Merkez Bankasının sürpriz faiz artışının ana sebeplerinden birinin KKM’den çıkış tabanının hazırlanması olarak görmekteyim. Bu bağlamda siyaset yapıcılar, bankaların mevduat faizleri için daha cazip faiz oranlar teklif etmelerini bekliyor olabilir.
Geçen sene itibariyle yürürlüğe giren siyasetler çerçevesinde Merkez Bankasının açıkladığı referans faiz oranının aşikâr katlarının üzerinde bir faiz oranınında verilen ticari krediler için bankalar menkul değer tesis etmek durumunda. Devlet iç borçlanma senetleri cinsinden olan bu menkul değerlerin tesisi de banka kârlarında olumsuz tesir yaratabileceğinden dolayı bankalar verdikleri ticari kredilerin faiz oranlarında temkinli olmakta.
Bu son faiz artışıyla bir arada ticari krediler için olan Merkez Bankasının referans faiz oranları da önemli bir artış gösterdi. Böylece, bankalar için yüksek oranlarda menkul değer tesis etmeye mecbur olmadan ticari kredi faizlerini TL mevduat faizlerinin üstüne çıkarma imkanı doğdu.
KKM müşterilerinin TL mevduat faiz oranına hassaslığı mevcut enflasyon oranına nazaran düşük olması sebebiyle bankaların dönüşüm maksadını tutturmak için bu mevduatlara yüksek faiz teklif etmeleri son faiz kararından evvel değerli derecede maliyetli olabilirdi. Bankaların ana pasif kalemi olan mevduatların faizlerinde bir artışa gitmek yerine bankalar, atıl likidite ile ya da repo borçlanmasını arttırarak düşük getirili devlet iç borçlanma senetleri satın alıp bloke hesaplarda tesis etmeyi tercih edebilirlerdi.

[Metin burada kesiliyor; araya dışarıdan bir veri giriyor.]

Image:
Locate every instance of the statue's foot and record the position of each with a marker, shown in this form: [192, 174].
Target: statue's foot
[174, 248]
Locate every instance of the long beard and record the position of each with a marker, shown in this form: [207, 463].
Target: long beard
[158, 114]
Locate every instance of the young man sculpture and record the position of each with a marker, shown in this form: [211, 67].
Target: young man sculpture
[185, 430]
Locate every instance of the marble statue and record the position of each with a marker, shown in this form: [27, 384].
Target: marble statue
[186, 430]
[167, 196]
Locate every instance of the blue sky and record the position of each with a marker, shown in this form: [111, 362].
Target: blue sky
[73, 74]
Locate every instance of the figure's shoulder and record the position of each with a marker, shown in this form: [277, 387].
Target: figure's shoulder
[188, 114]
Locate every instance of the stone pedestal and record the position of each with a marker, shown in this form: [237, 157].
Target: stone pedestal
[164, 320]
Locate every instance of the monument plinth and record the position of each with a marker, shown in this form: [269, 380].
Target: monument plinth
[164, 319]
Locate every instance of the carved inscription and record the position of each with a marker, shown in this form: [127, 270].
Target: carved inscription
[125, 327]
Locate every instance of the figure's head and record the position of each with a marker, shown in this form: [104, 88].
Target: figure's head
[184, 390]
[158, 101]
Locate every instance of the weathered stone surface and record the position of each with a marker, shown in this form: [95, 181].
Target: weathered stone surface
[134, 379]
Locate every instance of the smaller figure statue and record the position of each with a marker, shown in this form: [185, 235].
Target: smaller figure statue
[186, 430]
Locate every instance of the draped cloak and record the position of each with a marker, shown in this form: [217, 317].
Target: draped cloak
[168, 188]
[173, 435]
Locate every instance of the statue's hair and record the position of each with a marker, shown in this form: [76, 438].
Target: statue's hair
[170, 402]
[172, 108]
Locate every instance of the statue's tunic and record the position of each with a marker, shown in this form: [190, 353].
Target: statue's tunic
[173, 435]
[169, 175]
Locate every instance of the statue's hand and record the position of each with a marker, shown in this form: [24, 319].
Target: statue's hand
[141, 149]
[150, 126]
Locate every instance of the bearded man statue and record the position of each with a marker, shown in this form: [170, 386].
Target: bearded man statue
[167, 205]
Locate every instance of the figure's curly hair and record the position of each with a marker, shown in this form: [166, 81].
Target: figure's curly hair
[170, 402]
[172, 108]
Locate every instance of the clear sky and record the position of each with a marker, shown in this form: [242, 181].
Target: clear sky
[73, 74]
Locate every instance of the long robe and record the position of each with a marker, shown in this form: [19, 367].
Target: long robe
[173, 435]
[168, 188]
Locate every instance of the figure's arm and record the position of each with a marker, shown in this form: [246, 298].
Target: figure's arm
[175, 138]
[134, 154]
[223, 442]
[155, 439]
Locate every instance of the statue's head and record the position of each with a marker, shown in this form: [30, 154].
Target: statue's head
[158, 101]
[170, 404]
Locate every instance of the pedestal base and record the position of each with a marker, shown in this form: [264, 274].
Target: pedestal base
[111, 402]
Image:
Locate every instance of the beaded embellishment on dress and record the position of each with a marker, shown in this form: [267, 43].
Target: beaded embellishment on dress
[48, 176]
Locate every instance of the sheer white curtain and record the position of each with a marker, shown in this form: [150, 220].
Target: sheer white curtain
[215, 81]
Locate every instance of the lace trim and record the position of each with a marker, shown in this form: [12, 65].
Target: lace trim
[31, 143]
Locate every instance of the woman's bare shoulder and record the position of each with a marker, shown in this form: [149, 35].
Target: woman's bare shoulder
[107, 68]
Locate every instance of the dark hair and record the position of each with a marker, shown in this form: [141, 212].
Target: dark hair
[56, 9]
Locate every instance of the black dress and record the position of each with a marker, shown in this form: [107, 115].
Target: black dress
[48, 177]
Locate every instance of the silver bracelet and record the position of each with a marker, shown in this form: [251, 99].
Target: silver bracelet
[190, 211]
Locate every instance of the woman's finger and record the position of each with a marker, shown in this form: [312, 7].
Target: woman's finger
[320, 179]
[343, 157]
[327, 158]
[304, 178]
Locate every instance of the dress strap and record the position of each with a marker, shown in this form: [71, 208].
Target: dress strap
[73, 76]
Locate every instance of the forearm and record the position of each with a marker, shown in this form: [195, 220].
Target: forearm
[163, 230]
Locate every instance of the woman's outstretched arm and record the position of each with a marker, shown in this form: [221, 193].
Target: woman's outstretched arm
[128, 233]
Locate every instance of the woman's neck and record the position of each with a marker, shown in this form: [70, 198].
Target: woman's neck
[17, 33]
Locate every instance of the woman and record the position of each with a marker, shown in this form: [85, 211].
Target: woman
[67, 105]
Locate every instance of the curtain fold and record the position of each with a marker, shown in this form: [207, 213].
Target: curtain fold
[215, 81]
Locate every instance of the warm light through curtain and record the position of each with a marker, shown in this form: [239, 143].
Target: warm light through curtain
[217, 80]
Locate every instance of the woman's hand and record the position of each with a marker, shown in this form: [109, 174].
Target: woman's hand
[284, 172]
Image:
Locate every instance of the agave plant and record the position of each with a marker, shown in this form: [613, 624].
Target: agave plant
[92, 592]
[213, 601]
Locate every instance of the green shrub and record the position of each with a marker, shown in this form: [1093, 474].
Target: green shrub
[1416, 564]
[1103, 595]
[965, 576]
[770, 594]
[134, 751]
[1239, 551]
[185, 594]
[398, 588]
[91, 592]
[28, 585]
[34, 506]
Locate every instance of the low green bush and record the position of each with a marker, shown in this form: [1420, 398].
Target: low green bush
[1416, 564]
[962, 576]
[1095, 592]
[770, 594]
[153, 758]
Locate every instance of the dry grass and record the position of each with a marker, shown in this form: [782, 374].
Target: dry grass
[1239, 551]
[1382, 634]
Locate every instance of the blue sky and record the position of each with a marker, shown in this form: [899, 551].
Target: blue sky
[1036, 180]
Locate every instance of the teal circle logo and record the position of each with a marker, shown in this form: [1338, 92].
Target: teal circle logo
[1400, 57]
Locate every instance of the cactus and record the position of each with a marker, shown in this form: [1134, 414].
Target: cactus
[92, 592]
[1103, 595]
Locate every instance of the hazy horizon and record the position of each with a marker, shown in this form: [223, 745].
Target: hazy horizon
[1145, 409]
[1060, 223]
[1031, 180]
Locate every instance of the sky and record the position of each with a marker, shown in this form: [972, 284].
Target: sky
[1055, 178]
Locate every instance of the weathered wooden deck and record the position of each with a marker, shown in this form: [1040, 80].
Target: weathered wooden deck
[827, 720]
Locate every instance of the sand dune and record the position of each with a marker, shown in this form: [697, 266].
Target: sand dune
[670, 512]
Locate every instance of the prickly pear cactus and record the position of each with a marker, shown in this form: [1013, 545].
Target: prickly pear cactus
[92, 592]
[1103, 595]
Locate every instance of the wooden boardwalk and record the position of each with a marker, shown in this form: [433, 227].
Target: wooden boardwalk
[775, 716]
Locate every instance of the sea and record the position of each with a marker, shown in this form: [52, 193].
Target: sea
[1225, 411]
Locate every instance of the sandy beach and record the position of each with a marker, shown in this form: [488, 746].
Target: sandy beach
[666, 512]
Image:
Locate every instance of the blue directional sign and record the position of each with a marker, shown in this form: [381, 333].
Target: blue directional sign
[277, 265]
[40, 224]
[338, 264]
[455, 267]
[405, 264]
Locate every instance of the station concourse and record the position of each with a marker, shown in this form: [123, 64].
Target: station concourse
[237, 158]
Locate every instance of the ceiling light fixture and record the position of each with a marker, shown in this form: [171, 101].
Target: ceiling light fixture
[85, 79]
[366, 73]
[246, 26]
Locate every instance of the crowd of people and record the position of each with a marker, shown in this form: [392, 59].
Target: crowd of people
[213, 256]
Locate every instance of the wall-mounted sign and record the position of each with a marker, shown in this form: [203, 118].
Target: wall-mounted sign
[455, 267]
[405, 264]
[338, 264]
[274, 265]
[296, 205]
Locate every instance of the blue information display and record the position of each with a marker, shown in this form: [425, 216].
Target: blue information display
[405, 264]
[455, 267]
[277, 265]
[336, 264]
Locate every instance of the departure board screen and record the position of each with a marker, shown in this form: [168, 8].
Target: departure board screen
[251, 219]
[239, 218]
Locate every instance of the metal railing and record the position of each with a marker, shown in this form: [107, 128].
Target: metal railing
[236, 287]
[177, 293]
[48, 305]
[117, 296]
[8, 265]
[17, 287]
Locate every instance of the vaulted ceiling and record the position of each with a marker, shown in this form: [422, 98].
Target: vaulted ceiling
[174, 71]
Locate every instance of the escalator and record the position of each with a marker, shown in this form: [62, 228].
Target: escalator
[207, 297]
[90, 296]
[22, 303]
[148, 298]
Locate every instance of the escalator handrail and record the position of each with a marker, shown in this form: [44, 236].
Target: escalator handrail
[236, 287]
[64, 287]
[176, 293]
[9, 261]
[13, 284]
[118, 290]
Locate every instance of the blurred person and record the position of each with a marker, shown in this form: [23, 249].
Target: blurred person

Ancak 750 bps’lik artışın beraberinde bu sefer de menkul değer tesisi izafi olarak daha maliyetli hale geldi zira atıl likidite ya da repodan elde edilen fonlar, faiz artışıyla birlikte daha cazip olan ticari krediler kaynaklı mevduatların banka dışına çıkışının finanse edilmesinde kıymetlendirilebilir. Bu yüzden bu kaynakların menkul değer tesisinde kıymetlendirilmesi rölâtif olarak elverişsiz olmakta. Karar sonrası da gördüğümüz üzere mevduat faizlerinde görülen faiz ayrışmasının yanı sıra KKM’den dönen müşterilere yönelik TL mevduat faizleri arttı.
(Merkez Bankasının EVDS üzerinden paylaştığı “TCMB Süreçleri ALIŞ Meblağı (1 Gecelik İşlem)” verisinden atıl likidite varsayım edilebilir.)
Önümüzdeki devirde dönüşüm oranlarının tutturulmaya çalışılması ile birlikte siyaset faizi ve mevduat faizi ortasındaki makasın bir mühlet daha açık kalacağını söyleyebiliriz. Birebir vakitte devlet iç borçlanma senetleri ve bankalar ortası para piyasasında belirlenen borç alma-verme oranları ortasındaki fark da açılabilir. Bunun sebebi olarak bankaların devlet tahvillerine daha az yüklenmeleri ve dönüşüm oranını tutturmaya daha fazla yük vermeleri gösterilebilir. Dönüşüm oranlarının tutturulmasında ise beklenen enflasyon ve kurlardaki volatilite tesirli olacaktır.
Not: Paylaşımlarım yatırım tavsiyesi olmamakla birlikte yalnızca kendi fikirlerimi yansıtmaktadır.